Dat er een aantal dingen vlak na elkaar gebeuren, wil nog niet zeggen dat er een verband tussen is. Maar voor het verhaal is het beter om te doen alsof.
Er was brand geweest in Glasgow – in 2014, in de Glasgow School of the Arts, en op 26 maart in de nabij gelegen Sauchiehall Street. Daar waar het voetgangersgebied tussen de vele winkels nu afgezet was, waren twee grote panden in een hevige windvlaag door het vuur verwoest. Ze stonden op instorten en zouden worden afgebroken.
A. en ik verbleven in een hotel in de straat van de kunstacademie, een zeer subtiel ontwerp van Charles Rennie Mackintosh uit 1899. Vier jaar geleden waren er werken uit de eindpresentaties van studenten in vlammen opgegaan maar was ook de prachtige houten bibliotheek uitgebrand. De restauratie was nog in volle gang. A. woonde in een nieuw gebouw er recht tegenover een conferentie bij en ik was met haar meegereisd naar de Schotse stad.

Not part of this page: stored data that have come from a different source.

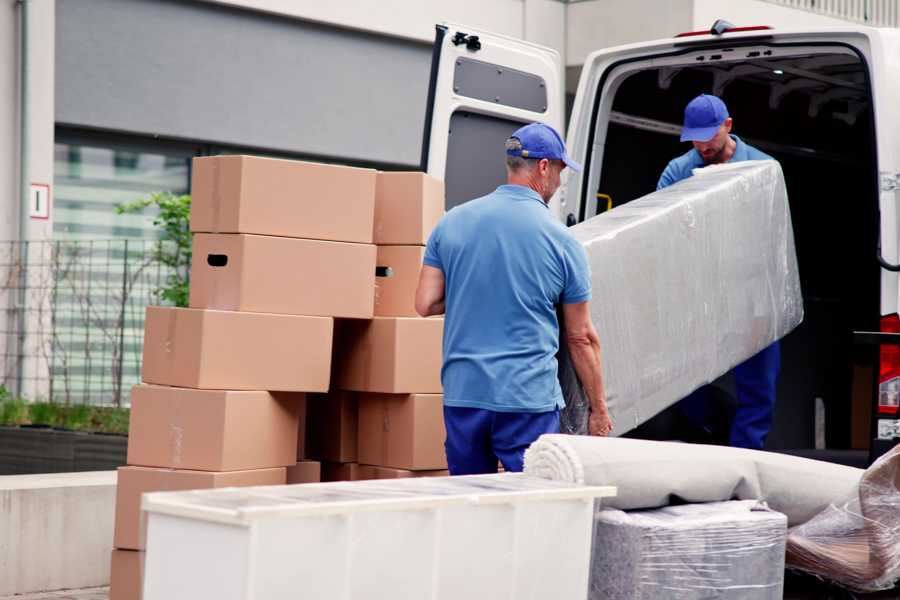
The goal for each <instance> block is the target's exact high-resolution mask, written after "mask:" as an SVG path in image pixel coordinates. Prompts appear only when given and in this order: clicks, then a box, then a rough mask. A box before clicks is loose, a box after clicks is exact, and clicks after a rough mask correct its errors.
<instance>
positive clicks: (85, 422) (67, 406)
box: [63, 404, 92, 431]
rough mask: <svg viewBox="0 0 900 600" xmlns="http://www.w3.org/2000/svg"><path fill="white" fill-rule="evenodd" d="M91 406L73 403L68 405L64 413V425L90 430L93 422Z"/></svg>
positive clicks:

In de buurt hing nog steeds een brandlucht, beter te ruiken als je de heuvel afdaalde naar de winkelstraat. Waarschijnlijk kwam het daardoor dat mijn aandacht op zondag in het Kelvingrove Art Gallery and Museum getrokken werd door een klein schilderijtje van de zeventiende-eeuwse Nederlandse schilder Egbert Lievenszoon Van der Poel (1621-1664), waar ik dan toe nog nooit van had gehoord. Een Hollandse meester die zich, volgens het bordje dat ernaast hing, gespecialiseerd had in het schilderen van branden.
Haalde hij al die vlammen uit zijn herinnering? Had hij zijn verbeelding aan het werk gezet bij de smeulende, verkoolde ruïnes van boerderijen en kerken? Had hij schetsen van haardvuur in zijn schildering verwerkt? Of was hij toevallig steeds op het juiste moment op de juiste plek, bij de branden aanwezig? Dat zou bijzonder verdacht zijn.
Naar mijn indruk was het vuur niet het beste onderdeel van zijn werk. Zijn kwaliteit school meer in het donkere landschap eromheen, dat slechts te zien was in het licht dat de brand op de dingen wierp.
Er is weinig over Egbert van der Poel bekend. Wel dat hij getuige was van de grote kruitexplosie in Delft in 1654 en dat hij enkele dagen daarna een van zijn dochtertjes moest begraven – om niet lang daarna met zijn gezin naar Rotterdam te verhuizen. Of het meisje een slachtoffer van de grote brand was die op de explosie volgde, weten we niet. Het zou een verklaring kunnen zijn. Voor alles.
De brandgeur, die je maar niet uit je neus krijgt.